There followed nearly two years of agony for the princess and Townsend. He was banished to Brussels in a diplomatic post; she continued her life in London interspersed with royal duties. It finally ended in 1955 when she agreed to a public statement which made it very clear she had no plans to marry. Townsend went to live in France with a beautiful Belgian woman, Marie Luce, 25 years his junior. He saw Margaret again briefly on a visit to London in 1992. He died in 1995 at the age of 80.

After the Townsend episode, Billy Wallace and the princess spent more and more time together. It was no secret he wanted to marry her. They danced for hours at the Halloween Ball at The Dorchester and often went to the Fortune Theatre. Among her friends, Billy was known as Old Faithful. It was thought he proposed to her on a regular basis. But in 1957 he went on a jaunt to the Bahamas and had a fling with a local beauty. On his return to London he blurted out a confession to Margaret. She banished him for a year and he subsequently married Lord Inchyra's daughter Elizabeth. The princess was among the wedding guests.

In her mid-twenties she had a circle of friends that came to be known as the Princess Margaret set. There was Johnny Dalkeith, later 9th Duke of Buccleuch, a tall, red-haired young man whom many saw as a potential suitor, although close friends knew the princess was attracted to less conventional, more artistic men.

The Marquess of Blandford (Sunny), heir to the 10th Duke of Marlborough and Blenheim Palace, had been a friend since childhood and was always close during her party years. So, too, was a man the princess met in 1947, Colin Tennant. Many believe he was her first real boyfriend. He was heir to Lord Glenconner and took her to his family's 9,000-acre estate, Glen, in Peebleshire and delighted her with his eccentric humour. At their first meeting he introduced himself as "2nd Lieutenant Tennant" of the Irish Guards. He remained a friend for life and in 1967, as her marriage to Lord Snowdon disintegrated, he visited her at Kensington Palace. With him was a large-scale map of Mustique, the Caribbean island he had bought years earlier for £45,000. Together they chose an ocean-front, 10-acre building plot which he presented as a gift and on which was built her holiday home Les Jolies Eaux, the only house she ever owned. Lord Plunket was another central figure in the life of the princess in the 1950s. Patrick Plunket was considered a steady young man, impeccably connected and a safe pair of hands. Like all her close friends he signed letters to her with his initials on the bottom righthand corner of the envelope.

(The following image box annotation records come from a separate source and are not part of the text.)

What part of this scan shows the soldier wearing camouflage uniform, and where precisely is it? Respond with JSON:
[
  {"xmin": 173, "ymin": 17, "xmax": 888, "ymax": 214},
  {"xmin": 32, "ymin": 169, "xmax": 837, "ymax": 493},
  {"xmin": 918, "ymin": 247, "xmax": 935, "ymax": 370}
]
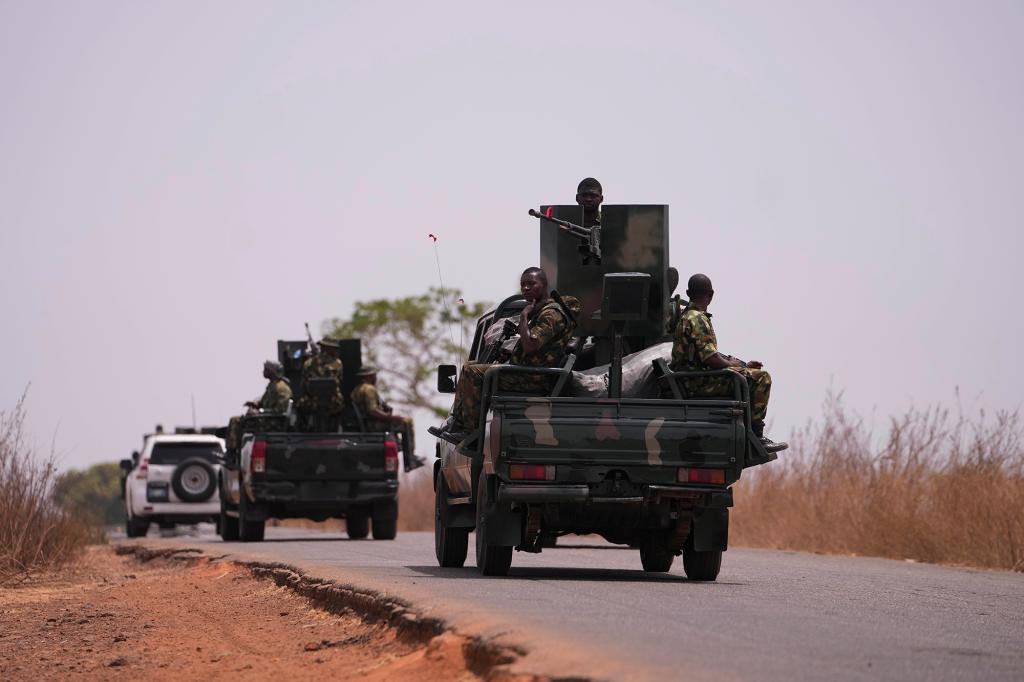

Staff at Clarence House were instructed not to open mail that bore the initials of friends.

In 1953 Lord Plunket helped the princess stage Lord and Lady Algy, in a charity production starring another friend, Lord Porchester, and a striking young woman called Raine Legge, daughter of the romantic novelist Barbara Cartland and later to become Countess Spencer, stepmother of Princess Diana. Princess Margaret was forbidden by protocol from appearing on stage, but she directed the play with great aplomb.

Lord Porchester shared the princess's love of theatre and played a cockney police sergeant in The Frog, an Edgar Wallace thriller which Princess Margaret produced for charity in 1954. No?l Coward, although a great favourite of the Royal Family, was scathing about her production. He wrote: "The whole evening was one of the most fascinating exhibitions of incompetence, conceit and bloody impertinence I have ever seen. The entire cast displayed no talent whatsoever. In the dressing room ... we found Princess Margaret eating foie gras sandwiches, sipping champagne and complaining that the audience laughed in the wrong places."

After the play Lord Porchester and other members of the Set went to the Milroy Club, neighbour of Les Ambassadeurs in Hamilton Place. The Princess loved the Milroy and its rather louche clientele. A contemporary newspaper diary records that she and Lord Porchester danced together six times to the music of the latest Broadway hits.